Abstract

Mechanism of formation of iron sulfide film during corrosion of Armco iron by liquid phase H2S-CO2-H2O and H2S-CO2-H2O-iron sulfide systems has been studied. Weight loss, weight of film remaining on the metal, number of blisters formed and chemical composition, as determined by electron diffraction, were measured as a function of time at various H2S concentrations. During liquid phase corrosion of iron by H2S-CO2-H2O, over-all reaction is controlled partially by interface reaction and partially by passage (diffusion) of ions and electrons across film. At low H2S concentrations, reaction mechanism approaches complete diffusion control and at high H2S concentrations mechanism approaches complete interface control. At all H2S concentrations for both systems steady state was reached in 5-15 hours.
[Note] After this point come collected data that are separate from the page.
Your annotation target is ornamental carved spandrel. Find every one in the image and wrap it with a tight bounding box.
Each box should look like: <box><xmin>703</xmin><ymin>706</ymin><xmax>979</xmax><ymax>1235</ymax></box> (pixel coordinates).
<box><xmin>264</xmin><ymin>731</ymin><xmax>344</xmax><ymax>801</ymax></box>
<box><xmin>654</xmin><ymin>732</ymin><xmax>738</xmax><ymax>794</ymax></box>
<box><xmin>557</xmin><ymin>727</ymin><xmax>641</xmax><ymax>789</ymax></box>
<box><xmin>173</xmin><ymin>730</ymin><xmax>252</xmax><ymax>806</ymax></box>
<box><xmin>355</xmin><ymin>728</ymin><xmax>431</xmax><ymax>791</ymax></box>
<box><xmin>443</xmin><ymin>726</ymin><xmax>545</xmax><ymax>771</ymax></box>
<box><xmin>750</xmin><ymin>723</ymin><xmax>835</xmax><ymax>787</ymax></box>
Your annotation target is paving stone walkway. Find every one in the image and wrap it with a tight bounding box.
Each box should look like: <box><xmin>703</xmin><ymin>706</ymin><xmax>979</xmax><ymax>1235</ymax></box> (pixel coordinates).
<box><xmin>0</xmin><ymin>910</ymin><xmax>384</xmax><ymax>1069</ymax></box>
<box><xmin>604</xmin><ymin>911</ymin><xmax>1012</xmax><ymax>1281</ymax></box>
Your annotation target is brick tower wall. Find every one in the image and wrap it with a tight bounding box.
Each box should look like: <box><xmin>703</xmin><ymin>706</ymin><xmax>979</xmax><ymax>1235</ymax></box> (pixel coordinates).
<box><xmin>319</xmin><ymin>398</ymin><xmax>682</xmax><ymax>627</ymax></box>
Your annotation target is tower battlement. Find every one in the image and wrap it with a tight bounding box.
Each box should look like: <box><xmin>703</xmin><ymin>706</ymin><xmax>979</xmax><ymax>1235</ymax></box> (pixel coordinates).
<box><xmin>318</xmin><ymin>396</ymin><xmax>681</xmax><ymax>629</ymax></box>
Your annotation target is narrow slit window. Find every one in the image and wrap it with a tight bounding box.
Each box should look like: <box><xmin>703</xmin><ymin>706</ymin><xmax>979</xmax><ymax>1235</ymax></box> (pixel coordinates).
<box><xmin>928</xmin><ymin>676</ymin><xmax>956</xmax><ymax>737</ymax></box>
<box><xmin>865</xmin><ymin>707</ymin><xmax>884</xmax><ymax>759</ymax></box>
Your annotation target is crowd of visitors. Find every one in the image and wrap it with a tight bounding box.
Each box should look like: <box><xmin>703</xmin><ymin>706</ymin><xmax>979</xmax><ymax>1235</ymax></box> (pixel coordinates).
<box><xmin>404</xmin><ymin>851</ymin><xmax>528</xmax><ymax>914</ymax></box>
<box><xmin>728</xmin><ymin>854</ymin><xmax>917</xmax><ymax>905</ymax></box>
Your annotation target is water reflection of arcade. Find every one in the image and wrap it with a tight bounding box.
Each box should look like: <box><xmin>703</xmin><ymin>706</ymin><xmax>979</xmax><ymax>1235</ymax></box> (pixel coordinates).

It is believed that sulfide film was formed initially by iron ions migrating to nucleated arrays of sulfide ions adsorbed on surface of metal, thereby reacting to form discrete crystallites. At 0.00958 psia of H2S film consisted of troilite, pyrite or marcasite and very little kansite. At H2S concentrations of 0.0544 to 3.25 psia, film consisted of troilite, pyrite or marcasite and predominant amount of kansite. All film components formed initially, but rates at which each grew and number of crystallites of each formed probably were different. In H2S concentration range from 3.25 to about 0.09 psia, amount of hydrogen formed during corrosion needed to produce blisters remained constant as H2S concentration decreased. Below 0.09 psia of H2S, more hydrogen was needed to produce blisters than at H2S concentrations above 0.09 psia and amount of hydrogen needed to produce blisters increased as H2S concentration was decreased.